The Iraqi invasion of Kuwait was good news for two Middle East players who may not be able to agree on anything else -- Israelis and Palestinians
Privately, according to CIA and State Department analysts, the Israelis feel they are now off the hook in the peace process because an Arab nation has once again shown its violent side. The Palestinians have no respect for the royal family of Kuwait and feel they now have one more Arab nation as an ally now that Iraq is calling the shots in Kuwait.
Washington is notoriously a one-crisis town, and before Iraq's Saddam Hussein changed the subject, that crisis was trying to bring the recalcitrant Israelis to the bargaining table with their Arab neighbors.
Israeli leaders are already capitalizing on Hussein's distraction. State Department cables show that they are once again insisting to U.S. officials that they are the only reliable U.S. ally in the Middle East. Most of the rest are either America's enemies or are ripe for takeover by those enemies.
For several years, Israel has been trying to sour the United States on Iraq. Israel secretly supplied weapons to Iran during the Iran-Iraq war and helped engineer the U.S. arms-for-hostages deal with Iran. As bad as the Ayatollah Khomeini was, Israel believes Saddam Hussein is worse -- a ruthless, lying dictator who hates Jews.
The Iraqi invasion of Kuwait reinforces everything Israel has been saying. Now the Israelis are saying the only thing Arabs understand is force, not negotiations. Even the visit to Iraq of Egyptian President Hosni Mubarak before the invasion failed to deter Hussein. He merely lied to Mubarak and said he would not invade.
President Bush and Secretary of State James Baker have resisted any Israeli notion of intervening in the Persian Gulf in the past.
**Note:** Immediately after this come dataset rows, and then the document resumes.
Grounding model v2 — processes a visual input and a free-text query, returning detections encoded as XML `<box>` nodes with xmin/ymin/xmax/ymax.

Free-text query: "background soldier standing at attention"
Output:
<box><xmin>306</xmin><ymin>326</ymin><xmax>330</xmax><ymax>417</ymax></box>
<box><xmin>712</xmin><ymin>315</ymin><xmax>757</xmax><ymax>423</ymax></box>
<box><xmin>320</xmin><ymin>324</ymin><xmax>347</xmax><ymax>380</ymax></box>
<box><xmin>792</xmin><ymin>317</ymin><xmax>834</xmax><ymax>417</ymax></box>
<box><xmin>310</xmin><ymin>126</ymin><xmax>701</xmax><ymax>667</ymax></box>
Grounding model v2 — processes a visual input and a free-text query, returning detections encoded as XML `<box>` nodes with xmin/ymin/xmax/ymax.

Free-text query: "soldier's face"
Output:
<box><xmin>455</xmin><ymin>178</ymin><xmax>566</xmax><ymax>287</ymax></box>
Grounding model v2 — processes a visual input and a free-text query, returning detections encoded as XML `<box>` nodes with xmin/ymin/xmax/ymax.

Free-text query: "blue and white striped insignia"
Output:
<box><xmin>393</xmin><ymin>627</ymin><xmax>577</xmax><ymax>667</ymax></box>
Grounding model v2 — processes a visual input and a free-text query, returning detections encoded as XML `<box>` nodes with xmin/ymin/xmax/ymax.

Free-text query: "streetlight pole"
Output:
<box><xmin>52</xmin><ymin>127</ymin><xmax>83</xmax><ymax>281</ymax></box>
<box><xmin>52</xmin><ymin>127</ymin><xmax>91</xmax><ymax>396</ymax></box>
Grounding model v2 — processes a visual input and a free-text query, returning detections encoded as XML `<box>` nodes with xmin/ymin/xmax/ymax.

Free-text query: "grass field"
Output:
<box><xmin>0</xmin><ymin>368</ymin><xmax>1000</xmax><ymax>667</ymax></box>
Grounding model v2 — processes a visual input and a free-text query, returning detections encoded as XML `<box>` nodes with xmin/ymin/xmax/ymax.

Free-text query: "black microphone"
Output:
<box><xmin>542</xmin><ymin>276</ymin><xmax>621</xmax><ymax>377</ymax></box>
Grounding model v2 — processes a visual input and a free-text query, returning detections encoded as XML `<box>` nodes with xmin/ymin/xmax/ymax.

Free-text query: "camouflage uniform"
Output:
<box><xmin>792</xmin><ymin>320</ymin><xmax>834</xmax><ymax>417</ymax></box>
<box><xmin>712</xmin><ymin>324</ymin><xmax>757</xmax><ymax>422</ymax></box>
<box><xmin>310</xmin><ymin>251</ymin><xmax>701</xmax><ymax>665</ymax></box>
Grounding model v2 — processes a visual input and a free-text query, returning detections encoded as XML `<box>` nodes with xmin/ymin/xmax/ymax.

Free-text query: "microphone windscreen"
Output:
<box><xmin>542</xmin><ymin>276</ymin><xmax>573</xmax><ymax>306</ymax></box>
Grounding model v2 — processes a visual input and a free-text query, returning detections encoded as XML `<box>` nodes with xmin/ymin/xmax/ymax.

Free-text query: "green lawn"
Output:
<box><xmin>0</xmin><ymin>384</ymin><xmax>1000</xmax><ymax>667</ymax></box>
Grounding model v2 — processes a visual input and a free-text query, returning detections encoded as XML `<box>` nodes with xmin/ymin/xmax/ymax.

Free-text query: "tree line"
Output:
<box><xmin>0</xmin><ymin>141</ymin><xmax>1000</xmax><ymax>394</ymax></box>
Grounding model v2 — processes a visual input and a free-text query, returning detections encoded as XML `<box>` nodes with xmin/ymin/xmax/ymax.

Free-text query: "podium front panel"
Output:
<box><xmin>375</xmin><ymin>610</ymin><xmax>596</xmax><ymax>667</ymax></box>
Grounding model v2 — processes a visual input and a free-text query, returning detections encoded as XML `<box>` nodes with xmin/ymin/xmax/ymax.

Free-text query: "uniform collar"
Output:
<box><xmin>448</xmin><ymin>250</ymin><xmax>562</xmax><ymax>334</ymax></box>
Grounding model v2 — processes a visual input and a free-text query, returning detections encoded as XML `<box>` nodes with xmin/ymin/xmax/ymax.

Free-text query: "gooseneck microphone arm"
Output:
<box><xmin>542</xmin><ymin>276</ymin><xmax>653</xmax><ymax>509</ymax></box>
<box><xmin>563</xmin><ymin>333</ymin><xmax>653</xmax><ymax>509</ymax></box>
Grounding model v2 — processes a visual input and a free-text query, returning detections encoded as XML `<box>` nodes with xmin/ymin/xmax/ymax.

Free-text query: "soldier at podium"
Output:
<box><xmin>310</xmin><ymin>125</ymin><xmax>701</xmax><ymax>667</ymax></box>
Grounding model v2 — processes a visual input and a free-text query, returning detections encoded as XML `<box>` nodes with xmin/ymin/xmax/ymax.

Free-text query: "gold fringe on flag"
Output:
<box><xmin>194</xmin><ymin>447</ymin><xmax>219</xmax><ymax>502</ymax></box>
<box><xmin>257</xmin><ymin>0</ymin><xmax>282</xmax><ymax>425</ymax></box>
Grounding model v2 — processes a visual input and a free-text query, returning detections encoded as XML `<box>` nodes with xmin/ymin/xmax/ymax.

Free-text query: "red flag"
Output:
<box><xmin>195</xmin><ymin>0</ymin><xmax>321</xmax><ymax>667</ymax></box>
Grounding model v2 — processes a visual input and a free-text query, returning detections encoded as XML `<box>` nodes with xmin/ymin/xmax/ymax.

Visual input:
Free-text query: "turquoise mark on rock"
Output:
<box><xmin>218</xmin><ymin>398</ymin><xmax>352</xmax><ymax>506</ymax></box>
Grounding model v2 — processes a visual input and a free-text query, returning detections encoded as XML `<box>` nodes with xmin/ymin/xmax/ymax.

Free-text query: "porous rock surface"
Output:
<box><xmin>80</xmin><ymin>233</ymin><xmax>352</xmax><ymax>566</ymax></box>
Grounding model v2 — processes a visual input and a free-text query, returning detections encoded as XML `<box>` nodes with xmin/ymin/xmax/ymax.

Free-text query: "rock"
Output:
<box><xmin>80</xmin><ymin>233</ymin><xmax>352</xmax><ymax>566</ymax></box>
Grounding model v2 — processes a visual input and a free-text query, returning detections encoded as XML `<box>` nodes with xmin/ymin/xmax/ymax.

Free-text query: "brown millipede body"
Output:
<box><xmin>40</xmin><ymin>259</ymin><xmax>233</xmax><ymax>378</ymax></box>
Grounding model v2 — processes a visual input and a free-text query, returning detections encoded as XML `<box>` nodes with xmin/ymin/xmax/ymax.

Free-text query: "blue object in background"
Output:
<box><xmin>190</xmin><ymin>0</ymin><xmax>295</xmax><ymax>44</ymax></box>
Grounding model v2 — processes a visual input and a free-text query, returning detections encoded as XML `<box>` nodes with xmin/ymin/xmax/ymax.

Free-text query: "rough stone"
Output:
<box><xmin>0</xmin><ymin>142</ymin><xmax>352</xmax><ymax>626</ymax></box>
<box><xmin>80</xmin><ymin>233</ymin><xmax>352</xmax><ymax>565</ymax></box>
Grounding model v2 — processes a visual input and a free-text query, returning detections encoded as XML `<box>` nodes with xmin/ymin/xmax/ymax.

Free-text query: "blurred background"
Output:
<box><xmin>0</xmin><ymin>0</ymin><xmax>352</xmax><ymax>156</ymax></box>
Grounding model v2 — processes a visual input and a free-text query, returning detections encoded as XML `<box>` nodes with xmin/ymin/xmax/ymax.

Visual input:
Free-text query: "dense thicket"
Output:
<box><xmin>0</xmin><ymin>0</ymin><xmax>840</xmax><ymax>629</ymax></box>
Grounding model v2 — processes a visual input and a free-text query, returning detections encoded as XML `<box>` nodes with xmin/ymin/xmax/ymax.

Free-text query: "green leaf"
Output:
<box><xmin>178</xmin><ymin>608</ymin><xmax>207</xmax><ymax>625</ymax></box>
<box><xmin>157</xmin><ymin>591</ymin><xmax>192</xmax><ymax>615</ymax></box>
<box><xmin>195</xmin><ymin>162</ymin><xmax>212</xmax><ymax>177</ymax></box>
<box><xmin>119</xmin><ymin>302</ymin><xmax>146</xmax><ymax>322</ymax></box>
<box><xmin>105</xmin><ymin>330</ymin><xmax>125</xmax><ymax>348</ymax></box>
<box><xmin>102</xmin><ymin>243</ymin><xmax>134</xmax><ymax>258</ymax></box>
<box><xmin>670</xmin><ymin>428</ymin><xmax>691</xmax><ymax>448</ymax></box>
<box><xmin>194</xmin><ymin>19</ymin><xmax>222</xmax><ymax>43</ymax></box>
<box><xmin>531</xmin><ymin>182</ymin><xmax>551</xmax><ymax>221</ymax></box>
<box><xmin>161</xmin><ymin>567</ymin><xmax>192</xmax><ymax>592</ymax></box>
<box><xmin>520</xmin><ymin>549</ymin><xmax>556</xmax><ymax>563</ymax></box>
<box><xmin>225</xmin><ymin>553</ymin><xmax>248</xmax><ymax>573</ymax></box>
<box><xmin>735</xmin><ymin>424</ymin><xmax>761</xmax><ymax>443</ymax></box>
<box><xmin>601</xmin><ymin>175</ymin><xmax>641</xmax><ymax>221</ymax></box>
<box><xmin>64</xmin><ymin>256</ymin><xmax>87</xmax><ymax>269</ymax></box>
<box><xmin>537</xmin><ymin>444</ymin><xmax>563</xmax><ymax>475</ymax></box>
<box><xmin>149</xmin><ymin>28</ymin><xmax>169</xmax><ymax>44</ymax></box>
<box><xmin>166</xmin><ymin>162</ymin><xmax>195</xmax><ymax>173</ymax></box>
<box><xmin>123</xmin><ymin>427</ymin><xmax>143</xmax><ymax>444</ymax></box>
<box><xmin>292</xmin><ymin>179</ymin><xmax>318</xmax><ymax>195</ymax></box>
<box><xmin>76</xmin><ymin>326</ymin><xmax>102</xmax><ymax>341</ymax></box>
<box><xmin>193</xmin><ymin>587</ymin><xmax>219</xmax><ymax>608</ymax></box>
U.S. officials prefer to push Israel to the table with its Arab adversaries, beginning with the adversary at home, the Palestinians. But Iraq has made it difficult to sustain the notion of talk being better than action.
An aggressive Iraq forces Israel to prepare to defend itself while telling Bush that he should be standing firmly behind them instead of asking them to make concessions in the face of aggression.
The Iraqi invasion proves Israel's point, that the United States has no real power to influence anything that happens in the Arab world from oil prices to peace.
What's good for Israelis is never good for Palestinians, but Hussein may have delivered the exception. The Palestinians are just as happy about the invasion as Israel.
The Kuwaiti royal family has never been popular with the Arab on the street. For that matter, neither have the other royal families in the Gulf nations. Commoners have suffered in silence for decades while the rich oil sheiks get richer and their progeny squander the public treasury on frivolous lifestyles.
Kuwait has compounded that acrimony with Palestinians by being a cheapskate when it came to funding Palestinian causes. While Palestinians languished in refugee camps, Kuwait invested its money in the West and sent hundreds of thousands of its young people to foreign universities where they lived on the royal dole. Palestinians even complained to us that cosmetic surgery -- particularly the nose job -- has become a standard part of the Kuwaiti student medical coverage.
The small extravagances weigh on the impoverished Palestinians who now figure that an Iraqi puppet regime in Kuwait will be a better supporter of Palestinian causes than was the royal family.
For those reasons, the Palestine Liberation Organization did not rush to denounce the occupation of one Arab nation by another, especially when the invader, Hussein, has allowed the PLO to all but set up permanent housekeeping in Baghdad in recent months.
The reasoning by Israel and the PLO, flawed as it may be, means that the hope for peacefully resolving their differences has been set aside. The Israelis will benefit the most from continuation of the status quo. They will not have to give up any of their lands for a Palestinian homeland, and they will have more evidence to drive home their point to the Bush administration -- that to invest anything in the Arab nations is a waste of time.